3. Experimental results
Starting with the experiment under ambient conditions (air atmosphere), the impact of X-ray exposure on the NW structure will be exemplified for two representative NWs out of 12 measured NWs. At the beginning of the exposure, the two NWs display well defined hexagonal cross sections and side facets, as seen in Figs. 1(a) and 1(e).
The first NW, referred to as NW1 in Table 1, was exposed for 1 h, which corresponds to an absorbed dose of 2.5 × 1011 Gy (see estimate in Part 3 of the supporting information). After exposure, its diameter increased by 50 nm which, if assumed to be symmetric, is 25 nm on the wall of each opposing side facet, and its length increased by 200 nm; see Fig. 1(b). This causes the well defined side facets to disappear. As detailed below, we attribute this increase in the diameter and length of the NW mostly to oxidation of the GaAs initiated by the creation of ozone under the high-intensity X-ray beam. Such an oxidation process under strong UV illumination in air has previously been investigated for planar GaAs layers (Flinn & McIntyre, 1990; Lu et al., 1993; Hollinger et al., 1994).
The morphological changes were accompanied by a local degradation in the optical properties of the NW. This degradation was visualized by spectrally resolved CL line scans of the emission from the (In,Ga)As QW acquired before [Fig. 1(c)] and after [Fig. 1(d)] exposure. Here, the emission energy is plotted against beam position along the NW axis with the emission intensity color-coded on a logarithmic color scale. Before exposure, the NW QW showed a homogeneous distribution of the luminescence along the NW growth axis. The emission is centered at about 1.25 eV and shows only a minor blue shift between the bottom and center of the NW. The tip of the NW does not emit due to a reduced crystal quality and the absence of the QW in this segment that is formed by axial elongation during shell growth, which also leads to a change in faceting observed in Figs. 1(a) and 1(e) (Lähnemann et al., 2019). After exposure, a significant degradation of the CL emission is visible in the segment between 1.2 and 1.6 µm along the NW axis [Fig. 1(d)], which is assumed to be the position of the X-ray nanobeam.
The second NW, referred to as NW2 in Table 1, was exposed for 4 h, corresponding to an absorbed dose of 10 × 1011 Gy.

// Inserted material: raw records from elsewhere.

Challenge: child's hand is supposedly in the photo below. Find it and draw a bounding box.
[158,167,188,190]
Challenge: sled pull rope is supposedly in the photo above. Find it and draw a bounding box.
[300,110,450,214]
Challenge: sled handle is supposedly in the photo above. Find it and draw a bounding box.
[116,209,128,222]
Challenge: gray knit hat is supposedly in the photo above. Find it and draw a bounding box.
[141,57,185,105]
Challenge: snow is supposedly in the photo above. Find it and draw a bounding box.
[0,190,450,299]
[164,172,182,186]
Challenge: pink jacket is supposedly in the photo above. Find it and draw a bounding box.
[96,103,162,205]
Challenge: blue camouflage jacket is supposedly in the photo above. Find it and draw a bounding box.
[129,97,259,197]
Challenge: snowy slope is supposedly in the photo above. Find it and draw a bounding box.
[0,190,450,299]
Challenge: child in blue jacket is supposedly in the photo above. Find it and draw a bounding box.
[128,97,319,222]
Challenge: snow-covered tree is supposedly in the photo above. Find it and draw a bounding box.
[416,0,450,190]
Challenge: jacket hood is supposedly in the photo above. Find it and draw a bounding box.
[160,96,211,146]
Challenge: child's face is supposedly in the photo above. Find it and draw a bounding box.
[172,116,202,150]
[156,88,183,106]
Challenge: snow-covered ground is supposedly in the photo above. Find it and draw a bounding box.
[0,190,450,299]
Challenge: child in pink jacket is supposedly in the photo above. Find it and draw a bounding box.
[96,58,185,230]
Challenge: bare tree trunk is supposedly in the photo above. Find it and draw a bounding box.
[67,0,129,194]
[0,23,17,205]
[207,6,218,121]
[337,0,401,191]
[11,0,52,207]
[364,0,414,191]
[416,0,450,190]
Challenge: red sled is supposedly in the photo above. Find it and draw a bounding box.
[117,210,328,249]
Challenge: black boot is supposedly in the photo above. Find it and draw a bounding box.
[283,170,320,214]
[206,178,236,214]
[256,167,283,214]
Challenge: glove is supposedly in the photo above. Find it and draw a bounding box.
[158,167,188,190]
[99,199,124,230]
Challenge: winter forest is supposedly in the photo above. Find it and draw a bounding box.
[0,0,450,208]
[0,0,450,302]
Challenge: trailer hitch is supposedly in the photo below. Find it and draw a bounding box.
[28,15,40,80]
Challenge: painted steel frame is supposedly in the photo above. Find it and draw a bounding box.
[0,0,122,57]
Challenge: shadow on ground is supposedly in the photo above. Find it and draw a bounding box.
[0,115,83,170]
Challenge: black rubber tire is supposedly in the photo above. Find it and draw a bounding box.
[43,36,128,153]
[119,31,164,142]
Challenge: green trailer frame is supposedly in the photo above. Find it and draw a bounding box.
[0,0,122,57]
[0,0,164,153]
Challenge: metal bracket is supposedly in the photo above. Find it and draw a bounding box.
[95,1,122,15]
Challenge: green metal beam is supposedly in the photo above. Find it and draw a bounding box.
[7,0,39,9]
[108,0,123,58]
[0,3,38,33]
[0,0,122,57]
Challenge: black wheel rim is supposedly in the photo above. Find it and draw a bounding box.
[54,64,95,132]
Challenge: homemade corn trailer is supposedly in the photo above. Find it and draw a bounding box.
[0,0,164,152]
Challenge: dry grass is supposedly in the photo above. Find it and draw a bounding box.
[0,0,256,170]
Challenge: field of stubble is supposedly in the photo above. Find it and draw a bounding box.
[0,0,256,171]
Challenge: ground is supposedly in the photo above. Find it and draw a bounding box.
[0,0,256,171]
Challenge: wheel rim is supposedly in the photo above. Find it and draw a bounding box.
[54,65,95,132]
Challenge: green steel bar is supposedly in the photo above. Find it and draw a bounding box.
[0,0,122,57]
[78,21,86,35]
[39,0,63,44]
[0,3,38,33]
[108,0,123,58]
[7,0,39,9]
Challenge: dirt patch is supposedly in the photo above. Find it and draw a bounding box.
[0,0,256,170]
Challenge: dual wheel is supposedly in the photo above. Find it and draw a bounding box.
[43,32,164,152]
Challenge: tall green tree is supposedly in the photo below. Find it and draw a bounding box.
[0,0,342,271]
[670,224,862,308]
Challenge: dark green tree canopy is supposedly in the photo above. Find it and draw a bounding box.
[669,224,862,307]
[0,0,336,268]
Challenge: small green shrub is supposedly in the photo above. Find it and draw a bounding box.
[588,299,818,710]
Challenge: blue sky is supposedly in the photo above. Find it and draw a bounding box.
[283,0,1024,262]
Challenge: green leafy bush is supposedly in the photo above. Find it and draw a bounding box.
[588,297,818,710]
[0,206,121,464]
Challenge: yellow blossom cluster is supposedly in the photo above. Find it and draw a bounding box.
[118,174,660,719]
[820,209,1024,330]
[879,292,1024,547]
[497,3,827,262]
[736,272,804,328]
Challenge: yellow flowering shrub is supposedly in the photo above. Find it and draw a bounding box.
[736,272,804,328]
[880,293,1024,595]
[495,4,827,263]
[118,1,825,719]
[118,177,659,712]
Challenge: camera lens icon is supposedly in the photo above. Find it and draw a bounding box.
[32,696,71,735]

For NW2, more severe morphological changes are observed after exposure, concerning the outer surface, length and diameter of the NW [see Figs. 1(e) and 1(f)]. First, the NW surface lost its well defined facets, which again can be explained by ozone-induced oxidation. Second, the NW section indicated by a red dashed circle in Fig. 1(e) vanishes and beneath it a swelling-like feature becomes visible in Fig. 1(f). As we discuss below, the top section of the NW, which is approximately 500 nm in length, has melted and formed the swelling that we observe in Fig. 1(f). As a consequence, the NW diameter is increased to approximately 210 nm at the bottom and up to 480 nm at the swollen area. The melting of the NW top section after exposure brings us to the conclusion that the NW section named P in Fig. 1(e) was illuminated by the peak of the Gaussian-shaped X-ray beam, whereas the NW section circled in pink and named T was illuminated by its tail. Due to the submicrometre vertical size and Gaussian profile of the beam, the ozone oxidation as well as the density of the growing oxide are following the local i.e. it is maximum at the position of the center of the Gaussian X-ray beam under air atmosphere and less in the tails. The morphological damage of NW2 was accompanied by a complete loss of its CL emission along the whole length of the NW (not shown).

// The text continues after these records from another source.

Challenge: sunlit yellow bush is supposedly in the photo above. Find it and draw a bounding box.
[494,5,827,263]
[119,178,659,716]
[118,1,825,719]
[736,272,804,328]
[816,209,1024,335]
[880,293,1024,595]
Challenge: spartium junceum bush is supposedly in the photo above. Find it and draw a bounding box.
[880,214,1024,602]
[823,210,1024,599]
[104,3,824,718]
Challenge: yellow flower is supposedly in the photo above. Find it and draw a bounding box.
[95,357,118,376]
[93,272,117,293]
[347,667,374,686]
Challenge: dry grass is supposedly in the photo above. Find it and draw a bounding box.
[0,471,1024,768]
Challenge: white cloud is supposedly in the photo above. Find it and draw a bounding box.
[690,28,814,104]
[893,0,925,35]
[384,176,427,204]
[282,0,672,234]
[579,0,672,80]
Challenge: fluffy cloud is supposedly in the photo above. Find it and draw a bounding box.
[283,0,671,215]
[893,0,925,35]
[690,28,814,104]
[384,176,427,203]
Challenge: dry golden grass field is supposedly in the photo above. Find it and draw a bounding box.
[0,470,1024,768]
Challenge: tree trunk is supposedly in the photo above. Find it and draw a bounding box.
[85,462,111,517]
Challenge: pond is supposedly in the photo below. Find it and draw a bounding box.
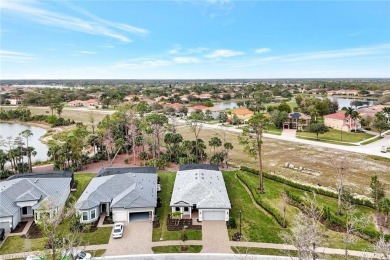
[214,101,238,109]
[0,123,48,162]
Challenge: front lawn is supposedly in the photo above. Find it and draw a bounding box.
[152,245,202,254]
[296,129,373,143]
[223,171,284,243]
[0,236,47,255]
[152,172,202,241]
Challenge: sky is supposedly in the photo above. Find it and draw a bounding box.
[0,0,390,79]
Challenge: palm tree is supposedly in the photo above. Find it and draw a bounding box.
[19,129,35,172]
[239,113,269,193]
[345,107,354,131]
[209,136,222,155]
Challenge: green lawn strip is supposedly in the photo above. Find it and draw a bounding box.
[297,129,373,143]
[223,171,284,243]
[152,172,202,241]
[231,246,361,260]
[361,136,383,145]
[238,171,376,250]
[85,249,106,257]
[0,236,47,255]
[152,245,203,254]
[231,246,298,257]
[296,134,359,146]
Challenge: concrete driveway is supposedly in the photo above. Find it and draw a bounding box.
[202,221,232,253]
[104,221,153,256]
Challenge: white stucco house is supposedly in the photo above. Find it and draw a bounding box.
[76,167,157,224]
[0,174,72,232]
[170,164,231,221]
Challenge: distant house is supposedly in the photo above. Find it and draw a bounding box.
[0,172,73,232]
[76,167,157,223]
[231,108,254,122]
[324,111,362,132]
[283,112,311,130]
[68,100,84,107]
[170,165,231,221]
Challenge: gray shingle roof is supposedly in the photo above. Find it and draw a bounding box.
[96,167,157,177]
[170,169,231,209]
[0,178,71,217]
[76,173,157,210]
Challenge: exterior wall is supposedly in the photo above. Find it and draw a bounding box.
[199,209,229,221]
[172,206,192,218]
[0,217,13,232]
[77,205,100,224]
[112,208,154,222]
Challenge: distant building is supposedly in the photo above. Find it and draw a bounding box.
[324,111,362,132]
[283,112,311,130]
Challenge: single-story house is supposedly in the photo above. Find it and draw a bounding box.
[0,174,72,232]
[76,167,157,223]
[283,112,311,130]
[170,164,231,221]
[324,111,362,132]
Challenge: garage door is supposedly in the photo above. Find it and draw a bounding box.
[0,222,10,232]
[202,210,225,220]
[129,212,149,222]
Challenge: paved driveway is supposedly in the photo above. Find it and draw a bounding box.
[104,221,153,256]
[202,221,232,253]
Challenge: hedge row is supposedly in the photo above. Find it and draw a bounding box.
[240,166,375,208]
[286,190,390,241]
[236,173,287,227]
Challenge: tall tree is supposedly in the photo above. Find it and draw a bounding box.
[19,129,33,172]
[238,113,269,193]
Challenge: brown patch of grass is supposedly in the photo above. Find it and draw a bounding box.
[177,125,390,195]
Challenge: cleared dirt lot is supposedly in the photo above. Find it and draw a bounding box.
[177,125,390,195]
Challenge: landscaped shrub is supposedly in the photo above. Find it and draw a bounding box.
[240,166,375,208]
[237,173,287,227]
[228,217,237,228]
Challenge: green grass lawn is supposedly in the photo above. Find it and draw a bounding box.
[223,171,284,243]
[152,172,202,241]
[0,236,47,255]
[0,173,111,254]
[152,245,202,254]
[236,172,375,250]
[265,124,283,135]
[296,129,373,143]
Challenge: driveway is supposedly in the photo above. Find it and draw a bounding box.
[201,221,232,253]
[104,221,153,256]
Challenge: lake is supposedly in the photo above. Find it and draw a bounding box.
[0,123,48,162]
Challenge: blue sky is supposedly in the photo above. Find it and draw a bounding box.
[0,0,390,79]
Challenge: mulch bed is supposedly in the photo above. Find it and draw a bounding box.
[167,217,202,231]
[11,221,28,233]
[103,216,114,225]
[26,222,43,238]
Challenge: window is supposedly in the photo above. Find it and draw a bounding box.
[83,211,88,220]
[91,209,96,219]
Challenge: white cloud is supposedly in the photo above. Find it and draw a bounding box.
[205,49,244,58]
[0,50,34,63]
[172,57,199,64]
[255,48,271,54]
[0,1,149,42]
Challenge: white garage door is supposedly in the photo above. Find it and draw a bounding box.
[202,210,225,220]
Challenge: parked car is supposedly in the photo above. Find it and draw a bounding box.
[112,223,123,238]
[76,251,91,260]
[0,228,5,241]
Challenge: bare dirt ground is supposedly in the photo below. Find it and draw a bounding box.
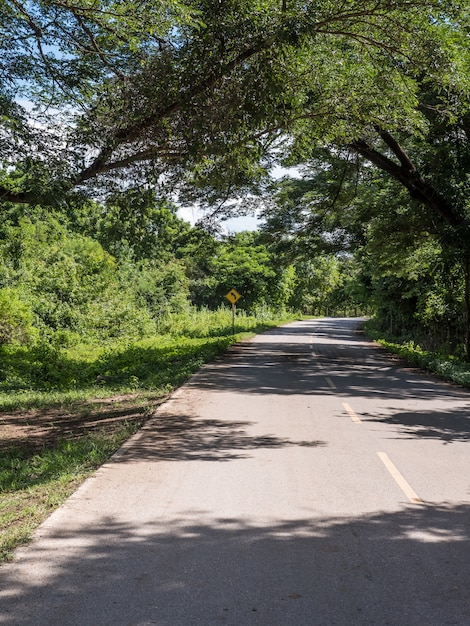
[0,394,165,453]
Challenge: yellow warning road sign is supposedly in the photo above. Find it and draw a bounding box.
[225,289,241,304]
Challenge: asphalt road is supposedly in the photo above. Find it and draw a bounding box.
[0,319,470,626]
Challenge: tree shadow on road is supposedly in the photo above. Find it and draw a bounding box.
[361,409,470,443]
[0,504,470,626]
[116,415,326,462]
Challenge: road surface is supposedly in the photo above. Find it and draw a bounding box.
[0,319,470,626]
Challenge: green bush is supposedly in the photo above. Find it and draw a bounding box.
[0,288,39,344]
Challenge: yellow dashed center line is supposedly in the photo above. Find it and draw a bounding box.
[377,452,424,504]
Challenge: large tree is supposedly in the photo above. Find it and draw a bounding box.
[0,0,450,203]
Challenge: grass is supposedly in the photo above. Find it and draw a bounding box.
[0,422,140,562]
[0,311,293,562]
[364,324,470,388]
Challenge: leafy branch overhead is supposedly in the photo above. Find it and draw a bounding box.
[0,0,458,203]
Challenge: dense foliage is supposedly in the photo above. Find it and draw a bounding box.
[0,0,470,358]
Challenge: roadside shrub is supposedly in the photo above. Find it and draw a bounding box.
[0,288,39,344]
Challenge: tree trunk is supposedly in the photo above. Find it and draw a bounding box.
[465,254,470,362]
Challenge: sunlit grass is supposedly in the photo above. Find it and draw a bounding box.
[0,309,300,562]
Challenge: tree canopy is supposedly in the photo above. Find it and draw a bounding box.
[0,0,460,204]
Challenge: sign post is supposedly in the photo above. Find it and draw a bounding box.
[225,289,241,335]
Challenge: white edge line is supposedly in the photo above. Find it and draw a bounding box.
[343,402,362,424]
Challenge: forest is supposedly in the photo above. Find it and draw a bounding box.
[0,0,470,553]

To investigate the elemental composition of the shell formed around the NWs, EDX measurements were carried out at the top, middle and bottom sections of the same NWs measured by nXRD in air. The resulting spectra for NW2 are shown in Fig. 2(a) at the positions marked by arrows in Fig. 1(f), where each spectrum was normalized with respect to the Ga peak. Compared with a NW that was not exposed to the X-ray beam, shown as horizontal pink lines in Fig. 2(a), a significant increase of the O signal is seen along the whole length of the NW. Towards the swollen top, the O signal is further enhanced and also the C peak is increased. This measurement confirms that oxidation of the NW surface takes place, which is likely to be the major driving force for the degradation of the NW morphology and optical properties. However, it is worth noting that the sensitivity of EDX decreases for small characteristic X-ray energies and is thus lowest for the C peak. The presence of hydrocarbon molecules on the surface is inevitable. These molecules can be cracked by the impinging energetic X-ray beam during exposure, leading to the deposition of amorphous C on the surface of the NW (Boller et al., 1983). The oxidized NW might lead to an enhanced scattering of electrons into the substrate, which would explain the slight Si signal visible for the exposed NWs.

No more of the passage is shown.